We have a group of mappers that work on dividing the keys for some reducers that actually work on that same group of data. The bottleneck is the assigning part: when mappers finish and need to handle the data to the reducers.
Introduction
Common input formats 🟨
You need to know well what
- Shards
- Textual input
- binary, parquet and similars
- CSV and similars
Sharding
It is a common practice to divide a big dataset into chunks (or shards), smaller parts which recomposed give the original dataset. For example, in Cloud Storage settings we often divide big files into chunks, while in Distributed file systems the system automatically divides big files into native files of maximum 10 GB size.
This has two main advantages:
- We can use the MapReduce framework to process the chunk in a highly parallelized manner.
- We are more robust to network communication .
MapReduce
We can process terabytes of data with thousands of nodes with this architecture.
Logical Model
General framework 🟩
We can see in the image taken from the course book [({fourny} 2024)](https://ghislainfourny.github.io/big-data-textbook/), that there are two general phases for the map reduce framework: 1. First phase is mapping, where the data is divided into chunks and processed by the mappers, then these are delivered to the designated reducers. This is usually the bottleneck, the part that runs in $\mathcal{O}(n^{2})$. 2. The reduce process connects to all other machines to get the their own mapped value. 3. Reducers then processed the partitioned, probably homogeneous data and return a result, which is often a file in HDFS.Key Value Pairs
We have seen that MapReduce is composed of mainly two parts:
- One part where we are extracting the data from various sources (Could be cloud, distributed files systems, wide column storages etc…)
- We map this data to the correct reducer
- This part often produces some spaghetti like data flows in it. Which has some weird shapes of arrows in all directions (some parts could be more linear, while others could be more spaghetti like)
- The final part is the reduce where the actual value is produced and stored.
The three parts in principle can have different key types, but they need to have some key type known at compile time. But often the output key and the key input to the reducer have the same type.
The Architecture
Centralized Architecture 🟨++
Hadoop MapReduce builds upon a centralized architecture compatible to Distributed file systems and HBase. In this case there is a Jobtracker, often in the same node as the NameNode; and Tasktrackers that are in the same node as the DataNodes. We have now three processes on the same machine. When MapReduce finishes, usually every TaskTracker produces a file in the disk (usually sharded, numerated increasingly). If the task fails for a node, the Jobtracker usually re-assigns the node to another.
Impendance Mismatch 🟩
MapReduce needs to have key-values to process the files. For text, we usually use the lines and its character offset to index them. We could also use a special character to separate different parts of the text. Often this part part of preprocessing the dataset so that it is understandable by mapreduce is called impendance mismatch
Combining 🟨
This is a form of optimization. When we are mapping, we can do part of the reducing step. Often the combining step is the same as the reducing step. But this is not often possible:
- Type must be the same for reduce function.
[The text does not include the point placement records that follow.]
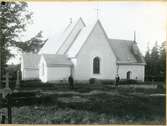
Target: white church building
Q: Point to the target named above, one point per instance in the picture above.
(85, 52)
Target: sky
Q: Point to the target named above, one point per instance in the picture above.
(119, 19)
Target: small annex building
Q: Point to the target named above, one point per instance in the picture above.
(29, 66)
(86, 51)
(54, 67)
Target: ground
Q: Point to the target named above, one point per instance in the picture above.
(91, 104)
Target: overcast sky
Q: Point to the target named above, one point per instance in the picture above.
(120, 19)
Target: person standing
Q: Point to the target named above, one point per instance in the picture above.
(117, 79)
(71, 82)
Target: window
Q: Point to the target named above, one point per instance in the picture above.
(43, 69)
(96, 65)
(128, 75)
- We need to have commutative and associative functions for reduce.
After the combining step we have the following diagram: And there will be less overload on the network, which makes the whole thing faster.
Rule of thumb: tasks are 3x the number of nodes that are mapping and reducing.
On Terminology
You need to know what maps, reducer and combiners are. You also need to know what tasks, slots and phases, are.
Slots are bundles of CPU cores, memory resources, and network bandwidth. Usually, a single node could have more than one slot, which helps to handle the different needs for resources of different slots (some could need more memory, while others on the same node could need less memory, this better balances it). TODO: write this section better.
Splits and Blocks 🟥
Splits are map or reduce partition sets of the whole data that needs to be processed. This is physically stored in HDFS blocks. These blocks are exactly of size 128MB, which implies the first and last key-values could be splitted in different blocks. This is an inconvenience as one needs to fetch also the preceding and successive blocks. This is why in HDFS’s api one can read blocks partially. The underlying details on how these optimizations are done are not covered here.
Resource Management
We now introduce ResourceManagers, ApplicationManagers and NodeManagers. See here. For a not checked explanation.
Bottlenecks of the original version
Jobtrackers were the bottleneck and have many responsibilities.
Jobtracker’s single point of failure
Some responsibilities of the Jobtracker
- Resource Management
- Monitoring every task’s progress
- Job scheduling
Scalability issues
This is usually a bottleneck in this model. Clusters of about 4,000 become usually very very slow and about 10,000 tasks. Another drawback is that many reducers are idle during the map phase.
Containers are virtual collections of slots (one container could have more than one map or reduce slot), each with some cpu and some amount of memory.
Other bottlenecks
- Scalability : MapReduce has limited scalability, while YARN can scale to 10,000 nodes.
- Rigidity : MapReduce v1 only supports MapReduce specific jobs. There is a need, however, for scheduling non-MapReduce workloads. For instance, we would like the ability to share cluster with MPI, graph processing, and any user code.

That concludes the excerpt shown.